To be honest I don’t know enough about the technical details of RSS to comment much further. I guess that if it’s designed to be hardened against unwanted inclusions such as worms then I’d say that encryption isn’t necessary.

However, if security problems to exist and the feeds are open to hotile code inclusion, then I suppose encrypting the feeds would be an excellent idea.

Alexis Smirnov July 19, 2005 11:00 AM

I’ve been wondering if this approach can be used for the HTML in general (not just RSS).

from http://weblog.smirnov.ca/2005/07/how_to_host_pri.html :

“The beauty of this idea is also in its generalization. Online server-side RSS aggregators like bloglines or NewGator Online is just kind of a web application. Imagine a client-side script that is put in change of decrypting entire HTML page that comes from any server. Suddenly, you don’t need to trust the server with your password. And that means you can host private content on untrusted server.”

elamb July 19, 2005 2:50 PM

You could put a little encrypted RSS document on your webpages with your passwords in it that only you could see.

AngusSF July 19, 2005 5:18 PM

See the thread starting here: http://www.mozdev.org/pipermail/greasemonkey/2005-July/003994.html

This comment says it all: http://www.mozdev.org/pipermail/greasemonkey/2005-July/004033.html

==================
Uninstall Greasemonkey altogether. At this point, I don’t trust having it on my computer at all. I would think that whoever is in charge of addons.mozilla.org should immediately remove the Greasemonkey XPI and post a large warning in its place advising people to uninstall it.

By the way, “Greasemonkey Hacks” is DEAD until we fix this. And I’m posting a big red blinking warning on every page of diveintogreasemonkey.org advising visitors to uninstall it, until all of these security holes are closed.
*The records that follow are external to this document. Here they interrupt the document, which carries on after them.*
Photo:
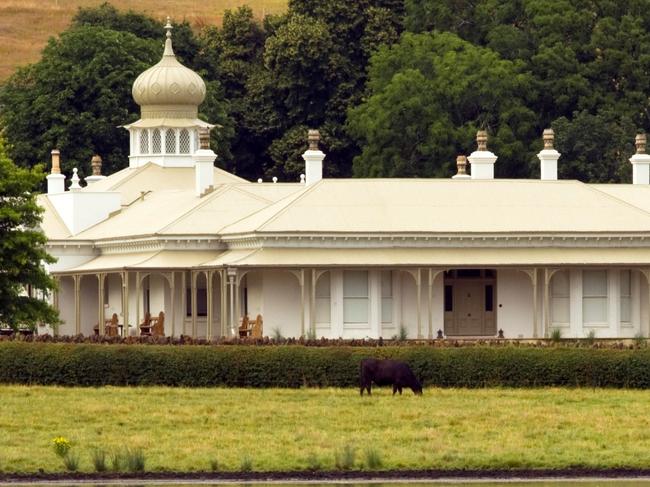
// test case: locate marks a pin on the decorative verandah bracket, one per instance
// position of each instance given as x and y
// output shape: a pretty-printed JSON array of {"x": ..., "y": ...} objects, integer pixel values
[{"x": 433, "y": 275}]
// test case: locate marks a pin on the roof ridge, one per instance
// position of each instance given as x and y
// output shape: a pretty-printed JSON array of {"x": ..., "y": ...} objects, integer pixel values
[
  {"x": 207, "y": 200},
  {"x": 298, "y": 198},
  {"x": 291, "y": 197},
  {"x": 616, "y": 198}
]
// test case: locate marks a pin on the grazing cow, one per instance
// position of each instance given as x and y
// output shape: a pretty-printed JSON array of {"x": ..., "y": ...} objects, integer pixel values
[{"x": 384, "y": 372}]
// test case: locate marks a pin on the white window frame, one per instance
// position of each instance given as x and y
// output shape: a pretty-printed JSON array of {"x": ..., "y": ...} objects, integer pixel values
[
  {"x": 348, "y": 298},
  {"x": 593, "y": 297}
]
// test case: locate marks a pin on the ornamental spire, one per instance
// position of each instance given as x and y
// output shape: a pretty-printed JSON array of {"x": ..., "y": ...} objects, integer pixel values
[{"x": 169, "y": 51}]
This is why God invented the [blink] tag.

Chris Walters July 22, 2005 10:22 PM

This is a bad idea. If you don’t change your password for each page, all cached/saved/sniffed copies of these pages will be viewable in the future if your password is ever compromised.

An application like this BEGS for perfect forward secrecy. Even better, just set up apache+mod_ssl on your home PC.